Over 12 crore women in India use sanitary pads. This results in billions of pads being generated every year, most of which end up in landfills or are burned. The bulk of used sanitary waste is disposed of in an unsafe and unscientific manner. This has an impact on both health and the climate, with waste often leaching into the soil. There is a disproportionate impact on waste workers as well.

PadCare is trying to fix this by building systems to collect and recycle used sanitary pads at scale. Their approach focuses on recovering plastic and cellulose from pads instead of incineration or dumping.

We invested in PadCare in 2022 with a small cheque. Since then, the team has steadily built the business—growing substantially, expanding across cities, and operating profitably in a space that is operationally intensive.

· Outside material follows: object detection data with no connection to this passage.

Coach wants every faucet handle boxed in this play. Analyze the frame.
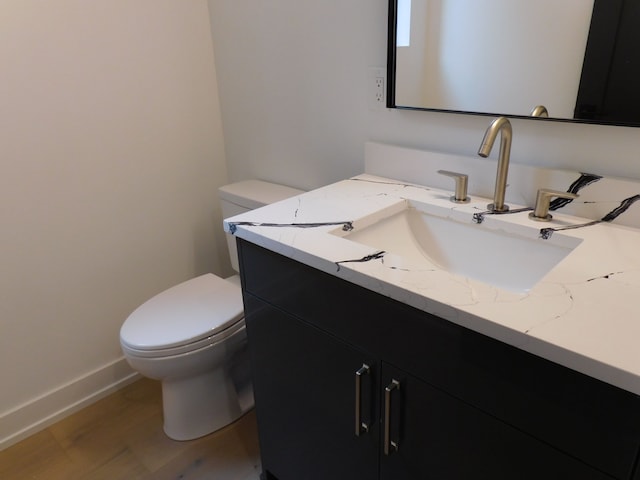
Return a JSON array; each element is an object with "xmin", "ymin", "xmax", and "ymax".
[
  {"xmin": 438, "ymin": 170, "xmax": 471, "ymax": 203},
  {"xmin": 529, "ymin": 188, "xmax": 580, "ymax": 222}
]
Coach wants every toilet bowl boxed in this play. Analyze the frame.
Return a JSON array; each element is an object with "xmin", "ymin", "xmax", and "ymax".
[{"xmin": 120, "ymin": 180, "xmax": 302, "ymax": 440}]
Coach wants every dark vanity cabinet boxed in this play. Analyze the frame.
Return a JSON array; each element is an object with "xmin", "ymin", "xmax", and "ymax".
[{"xmin": 239, "ymin": 240, "xmax": 640, "ymax": 480}]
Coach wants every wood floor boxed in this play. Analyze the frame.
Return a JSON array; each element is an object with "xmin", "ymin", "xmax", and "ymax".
[{"xmin": 0, "ymin": 379, "xmax": 260, "ymax": 480}]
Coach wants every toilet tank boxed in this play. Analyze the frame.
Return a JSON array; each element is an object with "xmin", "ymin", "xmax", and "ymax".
[{"xmin": 218, "ymin": 180, "xmax": 304, "ymax": 272}]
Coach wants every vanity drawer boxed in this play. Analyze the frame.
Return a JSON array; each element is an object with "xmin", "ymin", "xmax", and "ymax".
[{"xmin": 239, "ymin": 240, "xmax": 640, "ymax": 478}]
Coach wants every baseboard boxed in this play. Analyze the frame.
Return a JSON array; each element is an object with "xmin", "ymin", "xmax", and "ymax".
[{"xmin": 0, "ymin": 357, "xmax": 140, "ymax": 450}]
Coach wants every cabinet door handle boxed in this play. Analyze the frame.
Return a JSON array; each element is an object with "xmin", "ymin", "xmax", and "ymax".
[
  {"xmin": 355, "ymin": 363, "xmax": 371, "ymax": 437},
  {"xmin": 384, "ymin": 379, "xmax": 400, "ymax": 455}
]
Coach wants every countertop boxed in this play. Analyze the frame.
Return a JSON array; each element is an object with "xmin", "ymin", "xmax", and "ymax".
[{"xmin": 224, "ymin": 174, "xmax": 640, "ymax": 395}]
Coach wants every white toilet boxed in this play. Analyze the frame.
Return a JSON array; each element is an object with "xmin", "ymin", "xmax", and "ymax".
[{"xmin": 120, "ymin": 180, "xmax": 302, "ymax": 440}]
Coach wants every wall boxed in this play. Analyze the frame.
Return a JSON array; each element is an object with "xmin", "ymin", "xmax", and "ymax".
[
  {"xmin": 209, "ymin": 0, "xmax": 640, "ymax": 188},
  {"xmin": 0, "ymin": 0, "xmax": 229, "ymax": 448}
]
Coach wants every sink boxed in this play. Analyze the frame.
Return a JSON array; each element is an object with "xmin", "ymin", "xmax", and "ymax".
[{"xmin": 332, "ymin": 200, "xmax": 582, "ymax": 292}]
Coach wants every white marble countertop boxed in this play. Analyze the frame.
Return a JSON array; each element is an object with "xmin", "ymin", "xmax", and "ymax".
[{"xmin": 224, "ymin": 174, "xmax": 640, "ymax": 395}]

We’ve chosen to reinvest because the broader problem remains unsolved and because PadCare has shown both intent and execution over the last three years that we’ve been privileged to be part of.
This is long-term work. It needs patience, capital, and long-term intent. We’re glad to continue supporting PadCare as they do that.
Here’s Ajinkya from Padcare talking about his journey:
“In 2018, during a landfill visit in Pune, I saw a sanitation worker manually separating sanitary waste with no safety gear. That moment made me uncomfortable in a way I could not ignore. I realised that when we say “dispose,” we are not solving anything; we are just transferring the problem to someone else.
Over time, we built our own decentralised collection system and a patented recycling process that actually works at scale, with a 1000 MT processing capacity. Today, PadCare processes sanitary waste across 24 cities, recovers usable material for industrial application, and prevents it from ending up in landfills or water bodies.
What keeps me going is knowing that the technology that is designed is protecting women’s health, creating safer livelihoods for sanitation workers, and reducing long-term environmental damage.
As long as sanitary waste is treated as invisible, I feel a responsibility to keep building.”